Okay, that's not strictly true. But you should follow that rule, because AFAIK Microsoft hasn't published any guidance regarding what's safe to do and what's not. And also AFAIK practically everything that you might do with an existing .NET Control-derived class needs to be invoked on that Control-derived instance's owning thread (most of the methods and properties in those classes translate to some underlying window message, and that's where the thread-specific requirement comes from).
Obviously if you subclass a Control class, then your own implementation is known to you and you can easily tell what's safe to execute on another thread or not. But for consistency you may want to follow the same rule anyway. The other benefit of doing so is that using Invoke() or BeginInvoke() ensures synchronization of code executing that deals with the Control-derived instance.

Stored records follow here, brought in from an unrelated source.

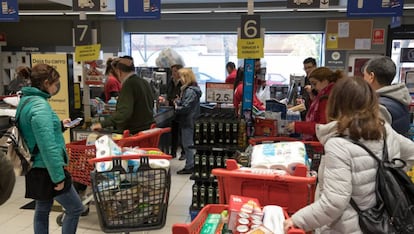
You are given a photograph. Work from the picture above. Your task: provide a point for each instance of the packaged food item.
(239, 208)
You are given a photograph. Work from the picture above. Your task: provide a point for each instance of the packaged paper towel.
(281, 155)
(105, 146)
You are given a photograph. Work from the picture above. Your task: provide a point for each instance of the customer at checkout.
(238, 92)
(322, 80)
(134, 109)
(173, 92)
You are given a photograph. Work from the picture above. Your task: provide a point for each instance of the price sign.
(219, 92)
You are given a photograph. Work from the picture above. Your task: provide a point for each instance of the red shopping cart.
(195, 226)
(290, 191)
(132, 199)
(79, 153)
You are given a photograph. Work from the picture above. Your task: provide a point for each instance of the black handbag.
(39, 185)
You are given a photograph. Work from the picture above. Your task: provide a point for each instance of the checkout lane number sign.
(219, 92)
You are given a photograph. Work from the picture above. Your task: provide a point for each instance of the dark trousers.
(175, 138)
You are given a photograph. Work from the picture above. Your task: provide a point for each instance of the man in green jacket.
(134, 109)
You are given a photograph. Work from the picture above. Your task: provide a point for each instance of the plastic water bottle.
(112, 104)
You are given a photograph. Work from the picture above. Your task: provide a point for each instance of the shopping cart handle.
(274, 177)
(127, 157)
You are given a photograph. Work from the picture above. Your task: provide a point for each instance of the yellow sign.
(87, 53)
(332, 41)
(59, 102)
(250, 48)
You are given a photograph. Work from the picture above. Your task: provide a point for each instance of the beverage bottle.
(196, 196)
(211, 166)
(197, 135)
(112, 104)
(205, 132)
(202, 195)
(220, 132)
(227, 133)
(212, 130)
(197, 166)
(242, 142)
(210, 194)
(204, 166)
(234, 132)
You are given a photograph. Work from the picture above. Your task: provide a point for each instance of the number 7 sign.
(82, 32)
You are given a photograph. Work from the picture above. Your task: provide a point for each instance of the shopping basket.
(132, 200)
(290, 191)
(195, 226)
(79, 153)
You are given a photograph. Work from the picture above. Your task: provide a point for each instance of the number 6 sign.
(250, 26)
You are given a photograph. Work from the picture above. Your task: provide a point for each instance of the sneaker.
(185, 171)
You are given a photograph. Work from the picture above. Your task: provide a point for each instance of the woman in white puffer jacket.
(346, 170)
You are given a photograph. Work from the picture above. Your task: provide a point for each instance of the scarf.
(313, 109)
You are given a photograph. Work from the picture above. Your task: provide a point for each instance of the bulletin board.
(349, 34)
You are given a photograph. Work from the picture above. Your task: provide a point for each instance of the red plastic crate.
(195, 226)
(290, 191)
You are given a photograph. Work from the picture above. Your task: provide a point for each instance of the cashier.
(134, 109)
(238, 85)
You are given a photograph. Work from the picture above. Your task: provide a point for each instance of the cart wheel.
(85, 211)
(59, 219)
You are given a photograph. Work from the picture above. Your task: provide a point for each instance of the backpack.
(15, 147)
(399, 113)
(394, 211)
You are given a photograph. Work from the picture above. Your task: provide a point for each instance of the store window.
(207, 54)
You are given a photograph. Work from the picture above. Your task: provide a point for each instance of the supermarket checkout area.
(163, 118)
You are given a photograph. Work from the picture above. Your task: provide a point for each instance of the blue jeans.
(73, 206)
(187, 139)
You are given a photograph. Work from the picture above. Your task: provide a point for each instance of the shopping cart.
(79, 153)
(290, 191)
(132, 199)
(195, 226)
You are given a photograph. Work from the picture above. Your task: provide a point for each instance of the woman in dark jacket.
(187, 108)
(42, 131)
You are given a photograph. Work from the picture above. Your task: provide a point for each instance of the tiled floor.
(16, 220)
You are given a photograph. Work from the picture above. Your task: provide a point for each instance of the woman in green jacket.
(42, 130)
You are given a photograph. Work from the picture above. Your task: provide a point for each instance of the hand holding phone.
(73, 123)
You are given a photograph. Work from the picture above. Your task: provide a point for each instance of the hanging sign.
(219, 92)
(143, 9)
(9, 11)
(250, 44)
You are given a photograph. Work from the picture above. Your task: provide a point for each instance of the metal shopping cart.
(79, 153)
(133, 199)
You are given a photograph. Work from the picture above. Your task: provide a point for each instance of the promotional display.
(59, 102)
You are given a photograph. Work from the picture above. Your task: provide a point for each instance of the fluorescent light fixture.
(206, 10)
(37, 13)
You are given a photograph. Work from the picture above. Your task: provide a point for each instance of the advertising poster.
(59, 102)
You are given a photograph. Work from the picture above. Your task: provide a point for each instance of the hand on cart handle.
(96, 127)
(131, 156)
(288, 224)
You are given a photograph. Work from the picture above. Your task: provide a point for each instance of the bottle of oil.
(242, 142)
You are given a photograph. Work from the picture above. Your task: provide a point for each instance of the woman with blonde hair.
(187, 109)
(322, 80)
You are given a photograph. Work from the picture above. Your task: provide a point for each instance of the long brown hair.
(354, 104)
(324, 73)
(41, 73)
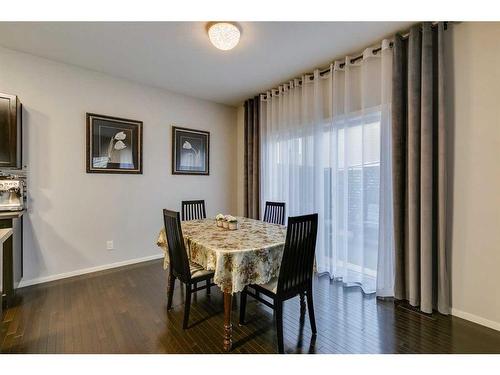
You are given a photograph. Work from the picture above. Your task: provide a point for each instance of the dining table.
(248, 255)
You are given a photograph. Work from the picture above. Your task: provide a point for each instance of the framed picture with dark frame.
(190, 151)
(114, 145)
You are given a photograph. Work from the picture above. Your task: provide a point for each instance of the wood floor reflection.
(124, 311)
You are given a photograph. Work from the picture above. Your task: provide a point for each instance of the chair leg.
(187, 306)
(278, 309)
(310, 308)
(302, 303)
(243, 305)
(170, 291)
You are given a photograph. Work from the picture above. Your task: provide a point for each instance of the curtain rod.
(359, 57)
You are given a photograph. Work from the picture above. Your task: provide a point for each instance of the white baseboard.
(83, 271)
(476, 319)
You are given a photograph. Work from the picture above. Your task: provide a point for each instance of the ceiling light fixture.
(224, 35)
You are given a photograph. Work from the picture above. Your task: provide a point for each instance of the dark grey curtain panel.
(252, 159)
(419, 175)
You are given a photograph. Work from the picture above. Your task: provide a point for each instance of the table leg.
(228, 328)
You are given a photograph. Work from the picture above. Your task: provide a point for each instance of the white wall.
(475, 171)
(71, 213)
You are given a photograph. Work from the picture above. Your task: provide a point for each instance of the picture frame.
(190, 151)
(114, 144)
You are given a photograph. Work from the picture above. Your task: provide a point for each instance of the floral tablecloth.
(249, 255)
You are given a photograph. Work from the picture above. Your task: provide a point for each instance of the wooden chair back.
(193, 210)
(298, 255)
(275, 213)
(179, 262)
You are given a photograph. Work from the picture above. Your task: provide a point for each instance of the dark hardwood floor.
(124, 311)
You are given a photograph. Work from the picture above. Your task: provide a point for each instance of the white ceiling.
(178, 56)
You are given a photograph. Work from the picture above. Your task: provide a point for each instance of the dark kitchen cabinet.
(10, 131)
(12, 262)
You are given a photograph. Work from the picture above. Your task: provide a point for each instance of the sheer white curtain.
(325, 144)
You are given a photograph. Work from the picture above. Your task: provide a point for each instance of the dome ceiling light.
(224, 35)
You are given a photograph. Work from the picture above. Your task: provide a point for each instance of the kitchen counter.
(11, 214)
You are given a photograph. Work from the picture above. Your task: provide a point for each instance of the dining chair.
(193, 210)
(295, 275)
(180, 266)
(275, 213)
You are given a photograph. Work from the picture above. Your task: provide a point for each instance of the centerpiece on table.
(220, 218)
(232, 222)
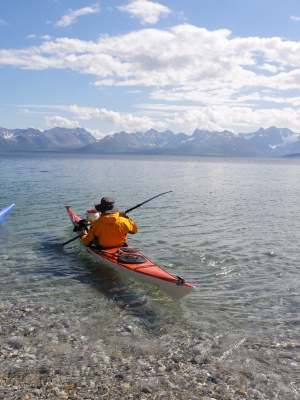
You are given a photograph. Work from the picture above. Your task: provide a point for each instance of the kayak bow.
(130, 262)
(4, 213)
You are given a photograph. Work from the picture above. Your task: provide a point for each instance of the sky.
(132, 65)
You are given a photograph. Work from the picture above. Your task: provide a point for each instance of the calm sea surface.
(230, 227)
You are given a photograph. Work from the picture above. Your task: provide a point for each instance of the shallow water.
(230, 227)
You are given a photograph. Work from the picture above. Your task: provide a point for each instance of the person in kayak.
(111, 228)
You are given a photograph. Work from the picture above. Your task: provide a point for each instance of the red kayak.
(134, 264)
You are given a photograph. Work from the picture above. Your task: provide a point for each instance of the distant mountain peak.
(270, 141)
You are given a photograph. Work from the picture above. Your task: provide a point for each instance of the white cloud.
(147, 11)
(71, 17)
(193, 77)
(61, 122)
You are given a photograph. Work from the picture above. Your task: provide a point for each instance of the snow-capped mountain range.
(264, 142)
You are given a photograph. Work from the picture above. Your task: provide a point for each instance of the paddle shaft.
(126, 212)
(146, 201)
(71, 240)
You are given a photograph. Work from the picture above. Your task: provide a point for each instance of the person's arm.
(87, 237)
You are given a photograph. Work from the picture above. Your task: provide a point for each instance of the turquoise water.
(230, 227)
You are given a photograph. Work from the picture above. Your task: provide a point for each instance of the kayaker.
(111, 228)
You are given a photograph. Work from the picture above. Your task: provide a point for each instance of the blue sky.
(132, 65)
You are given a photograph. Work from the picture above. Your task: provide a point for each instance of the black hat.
(106, 206)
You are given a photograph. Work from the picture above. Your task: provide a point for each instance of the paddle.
(146, 201)
(126, 212)
(71, 240)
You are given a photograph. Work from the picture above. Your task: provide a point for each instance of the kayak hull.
(5, 212)
(134, 264)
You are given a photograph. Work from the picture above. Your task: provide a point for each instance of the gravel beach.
(48, 354)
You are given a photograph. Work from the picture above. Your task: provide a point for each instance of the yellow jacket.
(110, 230)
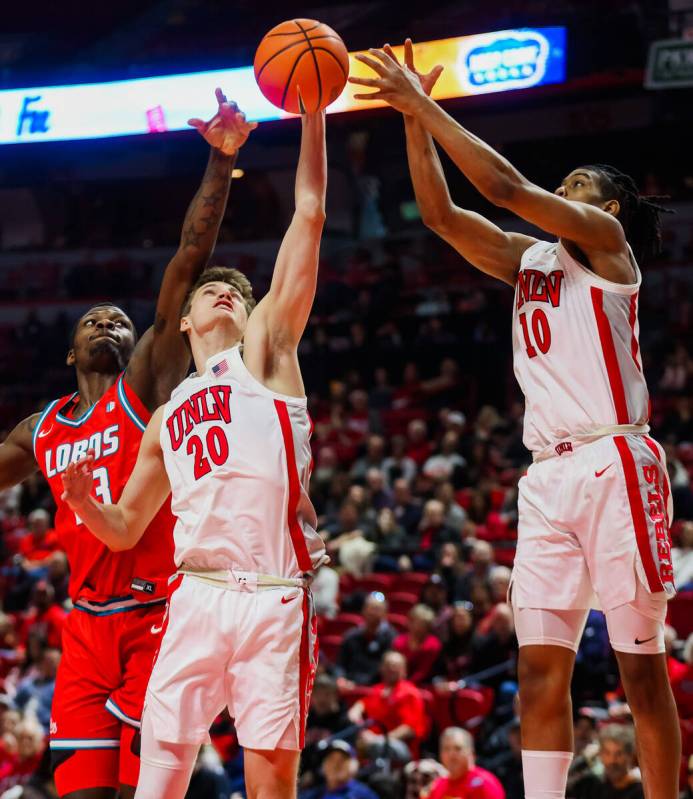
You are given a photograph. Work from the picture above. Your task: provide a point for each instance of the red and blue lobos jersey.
(575, 348)
(113, 429)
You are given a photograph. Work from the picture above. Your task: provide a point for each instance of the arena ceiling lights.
(478, 64)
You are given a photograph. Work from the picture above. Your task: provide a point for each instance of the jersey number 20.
(541, 332)
(217, 449)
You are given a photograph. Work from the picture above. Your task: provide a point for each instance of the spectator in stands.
(398, 465)
(392, 543)
(683, 687)
(507, 765)
(465, 779)
(418, 444)
(44, 617)
(326, 715)
(433, 533)
(448, 463)
(362, 649)
(682, 557)
(456, 654)
(40, 541)
(379, 495)
(396, 709)
(339, 768)
(35, 694)
(619, 781)
(479, 570)
(407, 509)
(419, 646)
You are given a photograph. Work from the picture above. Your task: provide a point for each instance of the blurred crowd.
(417, 449)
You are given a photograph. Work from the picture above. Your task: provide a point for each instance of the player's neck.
(210, 344)
(91, 386)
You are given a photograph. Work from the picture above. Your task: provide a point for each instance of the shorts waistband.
(236, 580)
(568, 445)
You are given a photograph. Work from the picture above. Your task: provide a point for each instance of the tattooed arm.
(17, 459)
(161, 358)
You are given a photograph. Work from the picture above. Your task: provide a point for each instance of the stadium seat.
(680, 614)
(329, 646)
(341, 623)
(399, 622)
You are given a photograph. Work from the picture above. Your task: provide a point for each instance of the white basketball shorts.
(253, 651)
(592, 522)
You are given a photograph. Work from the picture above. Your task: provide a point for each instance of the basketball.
(301, 65)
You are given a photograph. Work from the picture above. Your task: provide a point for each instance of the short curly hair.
(222, 274)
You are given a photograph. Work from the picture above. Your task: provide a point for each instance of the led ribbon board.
(478, 64)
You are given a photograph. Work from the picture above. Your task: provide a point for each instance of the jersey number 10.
(541, 332)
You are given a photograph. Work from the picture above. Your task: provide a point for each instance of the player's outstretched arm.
(161, 359)
(491, 174)
(17, 460)
(277, 324)
(121, 526)
(479, 241)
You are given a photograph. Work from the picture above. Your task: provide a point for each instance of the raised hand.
(228, 129)
(399, 85)
(428, 80)
(77, 481)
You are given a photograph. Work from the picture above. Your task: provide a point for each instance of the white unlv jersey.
(575, 348)
(238, 458)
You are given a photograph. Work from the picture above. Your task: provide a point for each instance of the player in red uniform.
(111, 637)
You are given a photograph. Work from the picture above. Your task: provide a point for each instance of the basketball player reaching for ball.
(232, 445)
(110, 638)
(594, 507)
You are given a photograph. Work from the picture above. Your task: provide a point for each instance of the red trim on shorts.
(295, 530)
(304, 673)
(173, 587)
(632, 318)
(610, 359)
(637, 510)
(665, 477)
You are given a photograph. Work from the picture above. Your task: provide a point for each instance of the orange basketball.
(301, 65)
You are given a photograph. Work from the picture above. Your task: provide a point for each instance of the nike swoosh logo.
(644, 641)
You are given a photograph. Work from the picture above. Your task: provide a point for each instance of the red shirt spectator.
(44, 617)
(477, 783)
(419, 646)
(395, 705)
(465, 779)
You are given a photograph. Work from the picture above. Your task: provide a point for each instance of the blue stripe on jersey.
(128, 408)
(79, 420)
(41, 420)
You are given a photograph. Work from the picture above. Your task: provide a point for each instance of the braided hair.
(639, 214)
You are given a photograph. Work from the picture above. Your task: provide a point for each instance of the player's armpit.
(483, 244)
(17, 460)
(148, 486)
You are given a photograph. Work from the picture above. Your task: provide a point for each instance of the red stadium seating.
(402, 601)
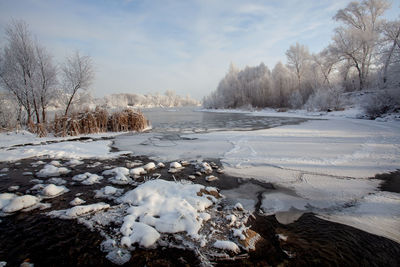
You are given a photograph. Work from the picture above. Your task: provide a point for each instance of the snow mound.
(121, 175)
(139, 233)
(50, 170)
(138, 171)
(169, 207)
(5, 199)
(108, 192)
(87, 178)
(19, 203)
(226, 245)
(77, 201)
(52, 190)
(149, 166)
(175, 165)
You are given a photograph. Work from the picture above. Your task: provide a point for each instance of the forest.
(363, 56)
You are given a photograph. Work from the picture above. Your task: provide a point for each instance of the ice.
(137, 171)
(276, 202)
(5, 199)
(78, 210)
(139, 233)
(77, 201)
(149, 166)
(13, 188)
(377, 213)
(168, 206)
(20, 202)
(120, 177)
(52, 190)
(51, 170)
(227, 245)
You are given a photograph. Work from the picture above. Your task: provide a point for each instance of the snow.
(50, 170)
(322, 165)
(139, 233)
(77, 201)
(175, 165)
(120, 177)
(149, 166)
(56, 181)
(168, 206)
(226, 245)
(20, 202)
(108, 192)
(137, 171)
(5, 199)
(68, 150)
(52, 190)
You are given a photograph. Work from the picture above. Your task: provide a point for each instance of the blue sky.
(141, 46)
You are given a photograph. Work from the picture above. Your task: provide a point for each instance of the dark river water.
(193, 120)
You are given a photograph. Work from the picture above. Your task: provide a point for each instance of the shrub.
(97, 121)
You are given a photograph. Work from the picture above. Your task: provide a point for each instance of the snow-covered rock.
(137, 171)
(136, 232)
(175, 165)
(227, 245)
(149, 166)
(50, 170)
(77, 201)
(20, 202)
(168, 206)
(52, 190)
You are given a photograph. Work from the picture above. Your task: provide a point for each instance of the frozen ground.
(322, 165)
(326, 162)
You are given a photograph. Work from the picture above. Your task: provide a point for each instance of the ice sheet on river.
(325, 162)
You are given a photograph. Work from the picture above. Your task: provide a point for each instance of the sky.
(149, 46)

For example, some of these threads might download images and in those cases, I'm creating Image objects (on non-gui threads) to get information about the images (dimensions mainly), though they're never drawn. But does this constitute the wrong side of the line?
It depends on what you do with the Image objects and any resulting data (like the dimensions).
Clearly some GUI-side methods can, and should be called from separate threads. Control.InvokeRequired and Control.Invoke(), obviously.
Anything that is literally affecting the GUI needs to use Invoke().
Is there a list somewhere of what's safe and what's not safe to call from a non-gui thread? I mean, sometimes it's hard to know for sure if something in the framework is eventually going to do GUI side work even though it might not be apparent from the call.
I'm not not really clear on what you mean here. It seems to me that if you assume that anything that uses an instance of a Control-derived class needs to be done on the GUI thread, that is the safest, most reliable practice. Likewise, if your code does not actually access the Control-derived instance, there should be no problem.
Of course, you need to keep track of things you may have done in your code that would indirectly cause access to a Control-derived class. But that would all be in your own implementation. I'm not aware of things that you might do with non-GUI objects that could still affect or otherwise interact with GUI objects.
Whether any of this has anything to do with your original problem, I can't say.